By Sara Wright
Last weekend I went to visit the Sandhill Cranes in Fryeburg. Sadly, machines were tilling the field in which the cranes were trying to feed and the cranes departed. Listening to haunting cries, I glimpsed only a few aggregates under an otherwise empty blue dome.
When I lived in New Mexico, I had the privilege of living with cranes each winter. Early in November I would anxiously await the first arrivals, identifying the birds by their collective bugling sounds long before I saw them. I never outgrew the joy of beginning each day by listening to crane conversation that began before daylight with purrs, soft trills, or tweets.
Each pre-dawn I walked down to the river. Some days I could see the outlines of one of these stately birds standing watch in the riffles. Male cranes take turns guarding the others until first light.
Meandering into the bosque, a wetland along the river, I would keep watch for cranes in flight overhead. Small groups would pass over always deep in conversation. If I was late, I watched cranes lifting off from the edge of the field by the river soon followed by other small groups. I kept a sharp eye out for the crane convocations to separate for the day. Some mornings if it was cold, cranes would stay and feed in the next field. Then I was able to watch them leap into the air, and sometimes after one crane would display enthusiastic jumps, a whole group would join in! It was easy to identify the youngsters by their higher pitched calls. I rarely found them while the sun was high though I spent a lot of time searching! I didn’t mind their daylight absence because around twilight I would return to the river’s edge to witness their return. Small groups of trumpeting cranes arrived from different directions to gather together in one large group to spend the night.

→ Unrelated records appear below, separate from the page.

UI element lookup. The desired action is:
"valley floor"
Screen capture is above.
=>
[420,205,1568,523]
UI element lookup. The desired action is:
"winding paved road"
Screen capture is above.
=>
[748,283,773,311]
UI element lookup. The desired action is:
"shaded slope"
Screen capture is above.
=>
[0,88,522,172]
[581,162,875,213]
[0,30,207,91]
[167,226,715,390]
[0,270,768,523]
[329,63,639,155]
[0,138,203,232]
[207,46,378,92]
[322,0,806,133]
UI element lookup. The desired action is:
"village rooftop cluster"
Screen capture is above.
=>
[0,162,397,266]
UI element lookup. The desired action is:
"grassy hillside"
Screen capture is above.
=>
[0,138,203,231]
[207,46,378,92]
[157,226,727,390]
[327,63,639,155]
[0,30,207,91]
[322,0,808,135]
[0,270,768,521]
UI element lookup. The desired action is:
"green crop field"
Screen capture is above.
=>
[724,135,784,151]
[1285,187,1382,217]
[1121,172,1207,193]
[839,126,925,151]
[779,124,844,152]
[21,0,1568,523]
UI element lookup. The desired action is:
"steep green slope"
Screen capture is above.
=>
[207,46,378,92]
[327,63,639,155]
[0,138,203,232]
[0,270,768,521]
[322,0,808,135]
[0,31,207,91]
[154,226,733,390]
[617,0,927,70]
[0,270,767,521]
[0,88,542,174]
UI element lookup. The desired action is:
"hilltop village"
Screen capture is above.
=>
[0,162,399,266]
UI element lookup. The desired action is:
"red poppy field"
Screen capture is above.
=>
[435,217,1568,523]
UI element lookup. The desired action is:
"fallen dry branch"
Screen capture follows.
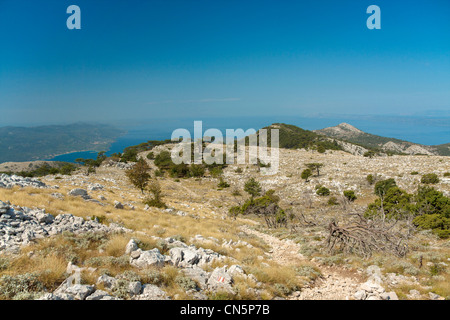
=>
[327,214,408,258]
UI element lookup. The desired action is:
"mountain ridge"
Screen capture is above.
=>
[313,122,450,156]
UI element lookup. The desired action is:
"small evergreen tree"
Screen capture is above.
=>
[244,178,261,199]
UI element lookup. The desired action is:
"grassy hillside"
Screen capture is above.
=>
[0,123,124,163]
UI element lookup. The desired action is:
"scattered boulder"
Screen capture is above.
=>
[69,188,91,199]
[125,239,139,254]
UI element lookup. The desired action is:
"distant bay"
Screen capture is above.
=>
[46,115,450,162]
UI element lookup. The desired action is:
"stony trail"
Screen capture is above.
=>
[242,227,362,300]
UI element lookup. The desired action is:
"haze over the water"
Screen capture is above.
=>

All winter I structured my mornings and evenings around the lives of these birds, so I learned a lot about distinguishing the different kinds of calls as well as behaviors. Brrring, rilling, bugling, trumpeting, trilling, peeping, the list goes on.
I dreaded the end of February each year because I knew the sandhills would be leaving. One aggregate would gather with a couple of others high overhead and with piercing cries that I can still feel in my bones, circle around a few times and then head north to breed. Oh, the cobalt sky seemed so empty after all had gone, but, because this leave taking was a process, it stretched over a couple of weeks.
Cranes are Elders in every sense of the word, ancient relatives following patterns that stretch back to antiquity. The way they live, migrating out of seasonal necessity, returning to home places twice a year, celebrating through community and song in life and death, is a way of being that embodies flowing like a river… And for that, their magnificent beauty and inherent wisdom, I thank them.
The elegance of cranes has inspired humans throughout the world for millennia. For some these birds are guardians, for others an incarnation of the souls of the departed. Cranes embody dancing for joy and are also depicted as goddesses. Crane qualities of wisdom and endurance appear in many mythologies, but cross culturally they are most often associated with the prayer for peace.